Stepping up third-party access management to avoid breaches. Many breaches don’t start with a company’s own systems but rather with trusted third parties that retain access long after it’s needed. Weak identity and access management practices, such as delayed access revocation, poor authentication, and excessive exceptions, quietly expand the attack surface. Organizations need to treat third-party identities with the same rigor as their internal workforce by tightening onboarding and offboarding, reducing standing access, and continuously reviewing permissions to prevent small gaps from turning into major incidents.
Third-party breach exposes email addresses at Celsius. Crypto lender Celsius is warning customers that a data breach at its email delivery vendor exposed email addresses — the same incident that previously impacted OpenSea. The breach stemmed from an employee at the vendor who abused legitimate access, and while no other customer data was compromised, Celsius is urging users to stay alert for phishing attempts. The incident underscores a familiar third-party risk lesson: even limited data exposure, like email addresses, can fuel downstream fraud and scams when vendor access controls and oversight fall short.
Third parties increasingly held responsible for losses. As cyberattacks grow more costly, insurers are increasingly trying to recover breach losses from the vendors that may have contributed to an incident. After paying a claim, insurers can pursue cybersecurity providers when weak controls, missed security obligations, or delayed incident response make the damage worse. It’s important to carefully vet vendors, clearly define security and insurance responsibilities in contracts, and document vendor oversight. Gaps in third-party management can now lead to real financial and legal consequences after a breach.
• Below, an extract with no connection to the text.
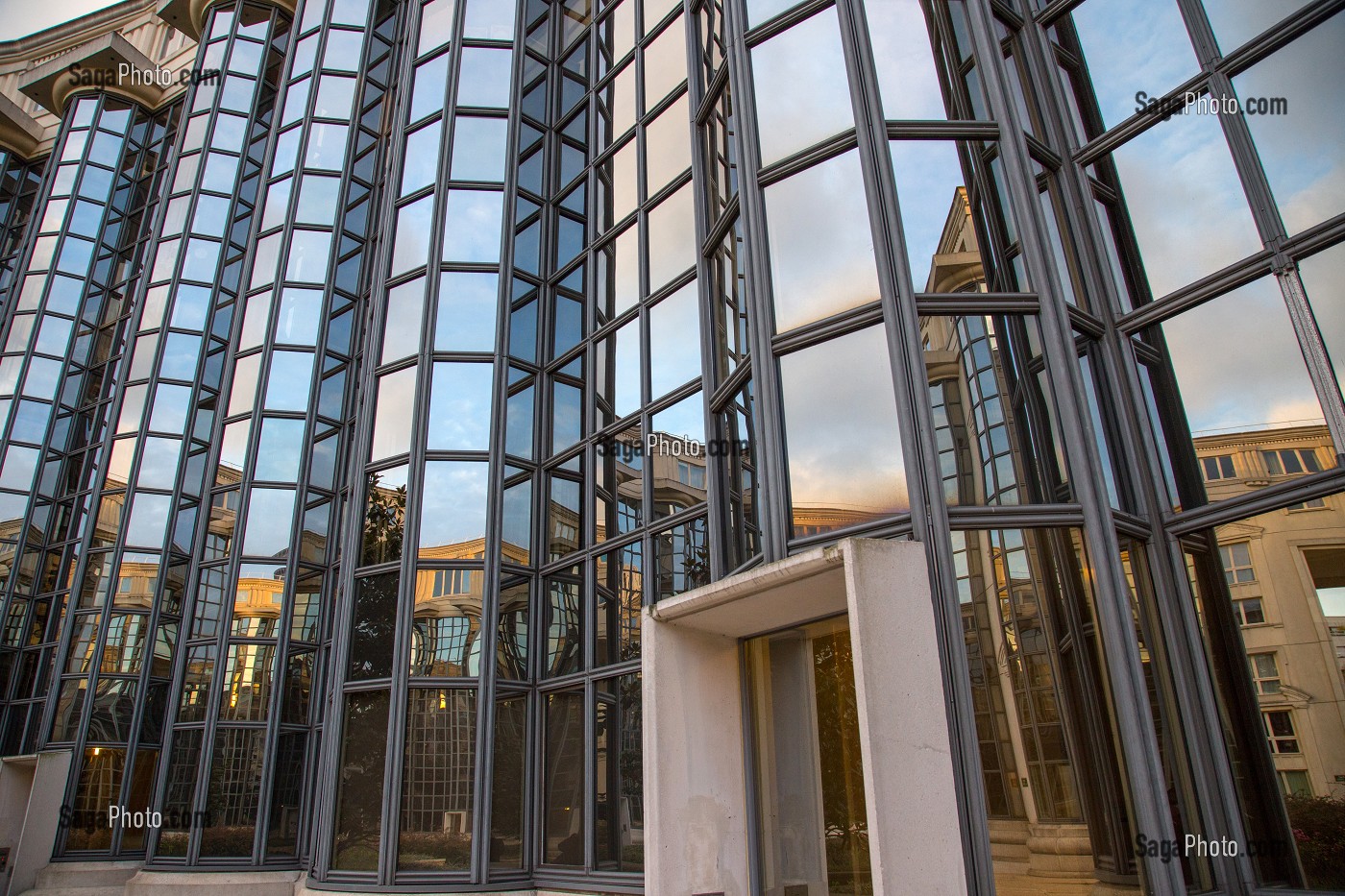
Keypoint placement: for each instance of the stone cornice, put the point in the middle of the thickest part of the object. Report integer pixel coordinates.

Third-party cybersecurity incident exposes Goldman Sachs client data. Some Goldman Sachs clients may have had data exposed following a cybersecurity incident at a third-party law firm, Fried Frank, highlighting ongoing third-party risk concerns. Goldman said its own systems weren’t impacted, and that the law firm secured its network, addressed the vulnerability, and believes the data is unlikely to be misused. Both organizations emphasized swift response efforts, but the incident reinforces a broader trend: attackers increasingly target vendors to reach their primary targets, with industry reports showing a growing share of breaches tied to third parties — a timely reminder that vendor security is just as critical as internal controls.
Third-party data breach exposes personal information at Ledger. A breach at a third-party payment processor exposed limited personal data at Ledger. No financial information, wallet details, or private seed phrases were accessed, though names and contact information may have been exposed.
Baltimore lawsuit against digital lender marks growing shift in regulatory landscape. Baltimore filed a lawsuit against digital lender Dave Inc., accusing the company of using misleading marketing and high fees to push residents into costly, short-term loans. The city claimed the lender traps users in debt cycles, with interest rates far exceeding legal limits and optional “tips” misrepresented as charitable contributions. This action is part of a broader crackdown on digital lenders, following similar lawsuits against MoneyLion, DraftKings, and FanDuel. It also marks a growing shift in regulatory scrutiny — where federal regulators have taken a step back, states and cities are taking action.